Back there, student pilots had taken off at the crack of dawn in their powered box kites to get in their flight time before the gentle southwesterlies could interfere with their training. And if, perchance, a student like my classmate “Spig” Herbster, of the Wright camp, were forced down on the harbor by a failure of the tricky engine of his seaplane, another student like Jack Towers, of the Curtiss camp, waiting for just such an opportunity, would literally fly to his rescue—for the benefit of thrilling headlines in that enterprising newspaper, The San Diego Union. To us salts of the Destroyer Flotilla, moored alongside the ferry slip or the “Spreckles Dock,” accustomed to night torpedo tactics on the high seas off Coronado Island, the whole thing had looked a bit silly. But to the aviators, news headlines had been the breath of life ever since that day at Kittyhawk when the wise money in the public press had refused to print the news of the first flight because it was too smart to fall for such a hoax.
Now that same Jack Towers was serving as captain of the first flattop, the Langley, a vessel named for the professor who had failed to fly, and I recalled the Langley when she had been commissioned as the collier Jupiter at the Mare Island Navy Yard, under command of Comdr. Joseph M. Reeves. The Langley had a revolutionary power plant, the electric drive, and had been equipped with a forest of masts and booms designed to fuel battleships at the rate of 500 tons of coal per hour. Today, fuel oil had replaced coal in all naval vessels and the Langley masts had been leveled to make room for a flat landing area for aircraft. And I, who had set out to become a gunnery officer but had been converted into a mechanical engineer, was now a naval aviator.
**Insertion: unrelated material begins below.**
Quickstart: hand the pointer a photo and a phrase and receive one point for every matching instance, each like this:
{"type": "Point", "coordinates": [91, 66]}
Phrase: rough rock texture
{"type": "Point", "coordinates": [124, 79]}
Well, the new job seemed to have possibilities, but just how far-reaching they would prove to be, I didn’t even dream.
CHAPTER THIRTEEN
A Salt’s Solution
When, next morning, I buckled on my dress sword and reported at the Naval Air Station, I found Admiral Reeves had gone to Denver to make a speech at the Navy Day celebration there. Then, since Captain Towers was senior officer present afloat, I walked down the Langley dock to pay my respects to him. The moment I stepped over the rail onto the steel-decked passageway leading aft under the landing platform, I recognized the unmistakable signs of a “smart ship.” Freshly scrubbed paint and gleaming brightwork told its own story. And before the winter had passed, I would learn just how smart the Langley really was. For Jack Towers, the naval aviator, was one of the best ship handlers in the whole service. He greeted me outside his cabin and promptly asked me to stay for lunch.
Jack Towers, one of the real pioneers of American aviation, was the acknowledged leader of the younger generation. He had served with distinction in World War I as a member of Admiral Sims’s staff in London, and though some of his contemporaries resented his tendency to adopt English mannerisms, his juniors swore by him. Now he invited some of his department heads, old friends of mine, like Pete Mitscher, Monty Montgomery, and Bobby Moulton, to join us for a bull fest. And hardly had we sat down around the mess table before I found myself in the middle of the big issue of the moment.
My personal situation was complicated by the fact that I was a newcomer to aviation and now, by seniority and assignment, in a position of authority over such old-timers as were gathered around the table. No doubt they thought my qualification as naval aviator had been donated by Admiral Moffett, and discounted my flying ability accordingly. With this in mind I had sought to tread softly through the lunch, but the issue now raised must be met head on.
It developed that Admiral Reeves held curious notions about carrier tactics. He was insisting that a 500-foot, 10,000-ton vessel like the Langley could earn her salt only by operating sufficient aircraft to make her an effective military instrument. He had mentioned thirty-six planes, or two full fighter squadrons, as the minimum complement. But Langley officers had crystallized the opinion that not more than a third as many, say twelve airplanes, could be flown off the Langley and received on board without hazard to the lives of pilots. That key factor of safety had been argued out in conferences but “Bull” Reeves had stood pat. The Langley officers, now concerned, put the clincher on me.
“It’s up to you,” someone said, while the Filipino mess attendants passed the coffee.
“How come?” I inquired in some surprise.